Carlos Queiroz, o visionário
Carlos Queiroz é o novo selecionador do Gana e faz as malas para o Mundial-2026, o quinto da carreira (2010, Portugal; 2014, 2018 e 2022, Irão), mais um pretexto para destacarmos a dimensão de um treinador cuja influência ultrapassa largamente os títulos que conquistou, nomeadamente os dois Campeonatos do Mundo de sub-20, em 1989 e 1991. O treinador nascido em Moçambique há 73 anos — como o tempo passa por todos nós… — revolucionou mentalidades que conduziram a uma forma inovadora de preparar e projetar o talento nacional.
Num país onde tantas vezes se mede a grandeza pelo resultado do encontro seguinte, Queiroz merece ser lembrado por algo mais profundo — a construção de uma cultura que ainda perdura. O criador das primeiras gerações de ouro capazes de evidenciarem coletivamente o valor individual que nunca faltou ao jogador português provou que o cheiro de balneário não era condição indispensável para triunfar. Uma revolução metodológica que trouxe o saber das universidades para as quatro linhas e, assim, contribuiu para que Portugal fosse reconhecido como formador de excelência de futebolistas de elite.
Em recente episódio do Toque de Bola, videocast de A BOLA, Krasimir Balakov, antigo craque búlgaro que representou o Sporting então orientado por Carlos Queiroz, admitiu divergências com o técnico no passado, mas hoje, à distância, apelida-o de... «visionário».
«Foi o primeiro treinador que trabalhava taticamente e queria fazer já nessa altura aquilo que se faz hoje. Comigo, Figo e tantos enormes jogadores… Os conflitos que tive com ele foi por não ter percebido nessa altura que ele queria o melhor para nós. Também não jogava na posição que achava que era a melhor para mim e daí a origem de alguns desses conflitos. Mas Carlos Queiroz era um visionário, viu sempre bastante mais à frente», sentenciou.
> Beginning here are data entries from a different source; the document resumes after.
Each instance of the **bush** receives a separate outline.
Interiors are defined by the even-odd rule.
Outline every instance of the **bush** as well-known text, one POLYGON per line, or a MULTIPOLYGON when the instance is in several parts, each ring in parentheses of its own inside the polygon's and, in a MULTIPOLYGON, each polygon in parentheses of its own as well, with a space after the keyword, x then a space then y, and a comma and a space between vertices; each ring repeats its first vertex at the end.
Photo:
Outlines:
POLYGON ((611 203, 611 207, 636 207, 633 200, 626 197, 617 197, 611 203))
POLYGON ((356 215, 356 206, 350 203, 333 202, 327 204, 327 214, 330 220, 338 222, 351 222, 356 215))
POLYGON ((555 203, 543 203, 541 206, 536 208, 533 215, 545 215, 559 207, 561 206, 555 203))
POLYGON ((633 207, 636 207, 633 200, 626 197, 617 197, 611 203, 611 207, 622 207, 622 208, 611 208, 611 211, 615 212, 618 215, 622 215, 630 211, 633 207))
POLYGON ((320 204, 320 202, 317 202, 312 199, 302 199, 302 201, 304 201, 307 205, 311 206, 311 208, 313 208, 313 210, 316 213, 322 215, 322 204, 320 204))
O legado de Carlos Queiroz, igualmente no Toque de Bola, foi sublinhado por outro ilustre convidado do programa, Carlos Godinho, nome grande da história da Federação Portuguesa de Futebol com mais 50 anos de ligação ao organismo, presente como diretor e team manager em seis dos nove Mundiais e em oito dos nove Europeus em que Portugal participou. «A análise detalhada do jogo e a profissionalização dos processos» foram aspetos que enfatizou da passagem do «amigo e pioneiro» pelos quadros da FPF.
Queiroz foi um homem à frente do tempo dele, agitador, primeiro, reformador, depois, com uma visão que antecipou o caminho pelo qual o jogo, dentro e fora de campo, acabaria por seguir. Quem teima em recordá-lo apenas pela colocação de Capucho a lateral-esquerdo após troca de Paulo Torres por Pacheco ao intervalo de um Sporting-Benfica que os encarnados venceriam, por 6-3, a 14 de maio de 1994, entre várias insignificâncias varridas pela espuma dos dias, continua a não perceber o peso de CQ no progresso do nosso futebol.